At 10 years old, Black suffers from hip dysplasia and has dealt with multiple other issues including two heart worm infections.

Sullivan said after the second round of heart worms, which are treated with arsenic, Black’s sense of smell was compromised and it was time for him to leave the force.

After all of Black’s issues with heart worms, Sullivan insisted that the Mineral Wells Police Department’s new dog would have a new handler he has hand-selected and will ensure that he works closely with their veterinarian and the dog receives all of the proper heart-worm-prevention medication.

Worldwide Canine will offer a wide variety of breeds for Mineral Wells Police Department to chooses from that specialize in all different kinds of police work.

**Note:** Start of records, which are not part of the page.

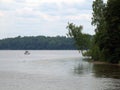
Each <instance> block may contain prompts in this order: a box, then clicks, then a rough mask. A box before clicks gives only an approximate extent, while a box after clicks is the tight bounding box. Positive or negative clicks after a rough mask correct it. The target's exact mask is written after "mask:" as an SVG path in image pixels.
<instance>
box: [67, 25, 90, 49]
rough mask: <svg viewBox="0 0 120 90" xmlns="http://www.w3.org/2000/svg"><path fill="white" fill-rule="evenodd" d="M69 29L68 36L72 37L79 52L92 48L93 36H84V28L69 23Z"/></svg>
mask: <svg viewBox="0 0 120 90" xmlns="http://www.w3.org/2000/svg"><path fill="white" fill-rule="evenodd" d="M66 28H67V29H68V34H67V36H69V37H72V38H73V39H74V40H75V45H76V46H77V49H78V50H81V51H82V50H86V49H89V48H90V41H91V37H92V36H91V35H88V34H83V33H82V29H83V26H81V25H80V26H76V25H75V24H73V23H68V26H67V27H66Z"/></svg>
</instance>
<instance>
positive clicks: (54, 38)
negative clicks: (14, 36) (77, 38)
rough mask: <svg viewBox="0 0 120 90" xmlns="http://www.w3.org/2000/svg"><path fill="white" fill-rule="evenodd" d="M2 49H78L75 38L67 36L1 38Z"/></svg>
mask: <svg viewBox="0 0 120 90" xmlns="http://www.w3.org/2000/svg"><path fill="white" fill-rule="evenodd" d="M0 50H76V47H75V44H74V40H73V39H72V38H68V37H65V36H56V37H46V36H36V37H34V36H29V37H21V36H18V37H15V38H6V39H1V40H0Z"/></svg>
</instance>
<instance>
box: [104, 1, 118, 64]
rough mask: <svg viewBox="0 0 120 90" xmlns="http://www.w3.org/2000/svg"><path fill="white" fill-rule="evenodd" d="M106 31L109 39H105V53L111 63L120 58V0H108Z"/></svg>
mask: <svg viewBox="0 0 120 90" xmlns="http://www.w3.org/2000/svg"><path fill="white" fill-rule="evenodd" d="M105 20H106V23H107V25H106V30H107V31H106V32H107V35H108V39H107V40H106V41H105V47H104V48H105V50H106V52H105V53H104V54H105V55H106V56H107V58H108V61H109V62H111V63H119V60H120V0H108V2H107V7H106V9H105Z"/></svg>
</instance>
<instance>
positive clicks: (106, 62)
mask: <svg viewBox="0 0 120 90" xmlns="http://www.w3.org/2000/svg"><path fill="white" fill-rule="evenodd" d="M90 63H93V64H98V65H101V64H104V65H114V66H120V64H112V63H108V62H103V61H90Z"/></svg>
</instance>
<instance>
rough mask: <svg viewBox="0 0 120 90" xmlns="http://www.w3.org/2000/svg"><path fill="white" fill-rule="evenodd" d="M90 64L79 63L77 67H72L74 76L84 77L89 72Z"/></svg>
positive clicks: (90, 67) (76, 65) (88, 63)
mask: <svg viewBox="0 0 120 90" xmlns="http://www.w3.org/2000/svg"><path fill="white" fill-rule="evenodd" d="M91 67H92V66H91V64H90V63H88V62H81V63H79V64H78V65H76V66H74V74H77V75H85V74H88V73H90V72H91V70H92V69H91Z"/></svg>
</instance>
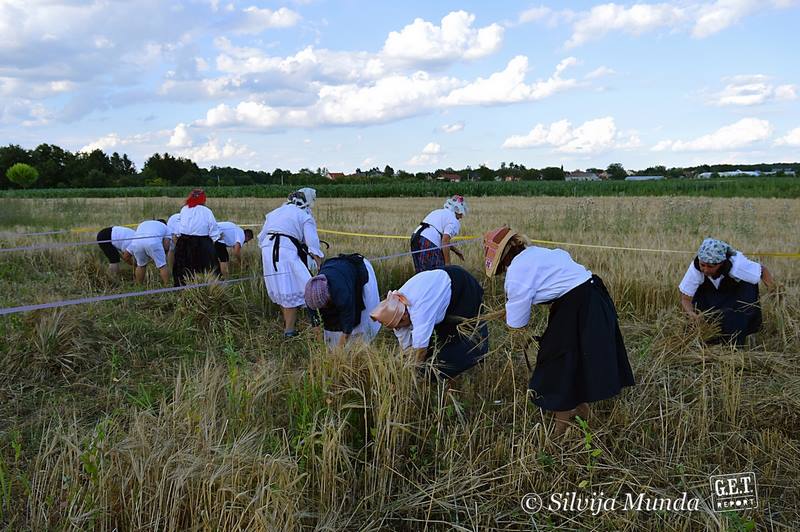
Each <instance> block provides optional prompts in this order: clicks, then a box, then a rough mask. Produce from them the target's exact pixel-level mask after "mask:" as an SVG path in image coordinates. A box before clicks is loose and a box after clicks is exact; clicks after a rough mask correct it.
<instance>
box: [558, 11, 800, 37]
mask: <svg viewBox="0 0 800 532" xmlns="http://www.w3.org/2000/svg"><path fill="white" fill-rule="evenodd" d="M795 4H796V1H794V0H716V1H714V2H708V1H705V2H702V1H694V2H690V1H680V2H679V1H672V2H662V3H658V4H633V5H631V6H629V7H628V6H624V5H620V4H615V3H607V4H602V5H598V6H594V7H592V8H591V9H590V10H588V11H582V12H579V13H571V12H568V11H564V12H562V13H563V16H562V18H564V19H565V20H572V35H571V36H570V38H569V39H568V40H567V42H566V43H565V44H566V46H567V48H571V47H575V46H580V45H582V44H585V43H587V42H589V41H593V40H597V39H600V38H602V37H605V36H606V35H608V34H610V33H615V32H623V33H627V34H629V35H634V36H640V35H643V34H645V33H647V34H649V33H652V32H654V31H656V30H659V29H666V30H669V31H689V32H690V33H691V34H692V36H693V37H695V38H698V39H702V38H705V37H709V36H711V35H714V34H716V33H718V32H720V31H722V30H724V29H726V28H728V27H730V26H732V25H734V24H736V23H737V22H739V21H740V20H742V19H743V18H745V17H747V16H749V15H751V14H753V13H756V12H758V11H763V10H764V9H768V8H778V9H781V8H787V7H791V6H793V5H795Z"/></svg>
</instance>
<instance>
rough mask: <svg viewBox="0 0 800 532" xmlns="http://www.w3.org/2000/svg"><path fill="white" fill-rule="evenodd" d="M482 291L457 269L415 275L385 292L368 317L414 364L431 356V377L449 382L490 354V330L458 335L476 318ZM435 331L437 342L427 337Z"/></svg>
mask: <svg viewBox="0 0 800 532" xmlns="http://www.w3.org/2000/svg"><path fill="white" fill-rule="evenodd" d="M482 302H483V288H481V285H480V283H479V282H478V281H477V280H476V279H475V277H473V276H472V275H471V274H470V273H469V272H467V271H466V270H465V269H464V268H461V267H460V266H445V267H444V268H441V269H438V270H429V271H425V272H420V273H418V274H416V275H415V276H414V277H412V278H411V279H409V280H408V281H406V283H405V284H404V285H403V286H401V287H400V288H399V289H398V290H397V291H394V292H389V295H388V296H387V298H386V299H385V300H383V301H382V302H381V303H380V304H379V305H378V306H377V307H375V310H373V311H372V313H371V314H370V317H371V318H372V319H373V320H375V321H378V322H380V323H381V324H382V325H385V326H386V327H389V328H390V329H394V334H395V336H397V340H398V342H399V343H400V347H401V348H403V349H404V350H410V351H411V352H412V353H413V354H414V356H415V357H416V360H417V361H418V362H424V361H425V360H426V359H428V358H430V357H432V356H434V355H435V356H436V360H435V364H434V368H435V370H436V371H435V372H434V375H438V376H443V377H447V378H451V379H452V378H454V377H456V376H457V375H459V374H460V373H462V372H464V371H466V370H468V369H469V368H471V367H472V366H474V365H476V364H478V363H479V362H480V361H481V360H483V357H484V356H486V353H487V351H488V350H489V330H488V328H487V327H486V324H485V323H479V324H478V325H477V329H476V331H475V332H474V333H473V334H472V335H471V336H465V335H464V334H462V333H461V332H460V331H458V329H457V326H458V324H459V323H461V322H463V321H464V320H465V319H470V318H475V317H476V316H478V313H479V311H480V307H481V303H482ZM434 331H436V342H435V343H434V344H433V345H431V344H432V342H431V337H432V336H433V332H434Z"/></svg>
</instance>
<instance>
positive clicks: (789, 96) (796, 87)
mask: <svg viewBox="0 0 800 532" xmlns="http://www.w3.org/2000/svg"><path fill="white" fill-rule="evenodd" d="M728 81H729V83H728V84H727V85H726V86H725V88H724V89H723V90H722V91H720V92H719V93H717V94H714V95H713V96H712V98H711V103H712V104H714V105H720V106H725V105H741V106H747V105H758V104H762V103H765V102H768V101H773V100H777V101H781V100H794V99H795V98H797V87H796V86H795V85H777V86H776V85H773V84H772V83H771V82H770V78H769V77H768V76H764V75H761V74H758V75H753V76H735V77H733V78H730V79H729V80H728Z"/></svg>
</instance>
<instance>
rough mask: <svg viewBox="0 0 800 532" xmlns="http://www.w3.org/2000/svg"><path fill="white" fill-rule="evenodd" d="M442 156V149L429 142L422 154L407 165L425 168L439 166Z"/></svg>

Sullivan said the company is very reputable with respect to narcotics and a lot of agencies nationwide use them.

“This is a narcotics dog, it’s not an attack dog,” he said. “This is a dog we can take into our schools and feel comfortable that it’s not going to have a bad day and bite one of our children.”

Sullivan said the department has yet to decide on a breed, but the dog will be two years old and straight from Germany.

Worldwide Canine matches each handler with his or her ideal K-9 partner, as officer usually spend two weeks with any given dog before purchase to determine if they are the right match.

The dog MWPD chooses will need to specialize in detecting primarily marijuana and methamphetamine.

Sullivan said its handler will also be a specialized officer with advanced knowledge of narcotics, interrogation, following intuition and the ability to take care of themselves in remote parts of the county without readily available backup.

In the wake of the recent area drug raids, Sullivan said that having a narcotics dog is important so that the MWPD can stay ahead of the curve.

“Based on the research, as [Interstate] 20 heats up, it’s a logical conclusion that dope is coming out of Mexico, up [U.S. Highway] 281, shooting across [U.S. Highway] 380 and dropping down into those Metroplex areas,” he said. “It may be going directly to Dallas up Interstate 35 or through Mexia, but we’re just following the obviously example that maybe some of those loads are coming here. We’re just trying to change up our tactics.”

Sullivan said he hopes to have the new dog join the ranks of MWPD officers as springtime.

In other business, council members:

• Unanimously approved an ordinance abandoning an undeveloped portion of NW 3rd Street in the Slaughter and Barbara West Addition. Richard Kidwell, who owns property on either side of the undeveloped street, was in support of the abandonment so that he could convert it into a private drive way for a home he plans to build soon. Previously, Kidwell’s neighbors stood in opposition of his plan.

This decision came on the heels of a public hearing and vote on the issue during a council meeting on Oct. 15.

On that date, the ordinance failed when council members voted to a 3-3 tie, much to the joy of many neighbors who came out for a public hearing to speak against the abandonment.

At that meeting, neighbors voiced their concerns to the council that Kidwell’s plans might result in building a development, destroying the natural beauty and wildlife of the area and cheapening the scenic view of those that lived on top of the hill.

Kidwell spoke in his defense Tuesday night, explaining that he only wanted to build a driveway for a home he planned to build on a plateau on the side of the hill, 60 feet below the peak.

He told council members he wants to keep the property secluded and private, preserving the heavy woods and not bulldozing into the mountain, as he said some of his neighbors implied.

• Heard a presentation from Sullivan concerning an update on the effects and impact of the changes to the Noise Ordinance.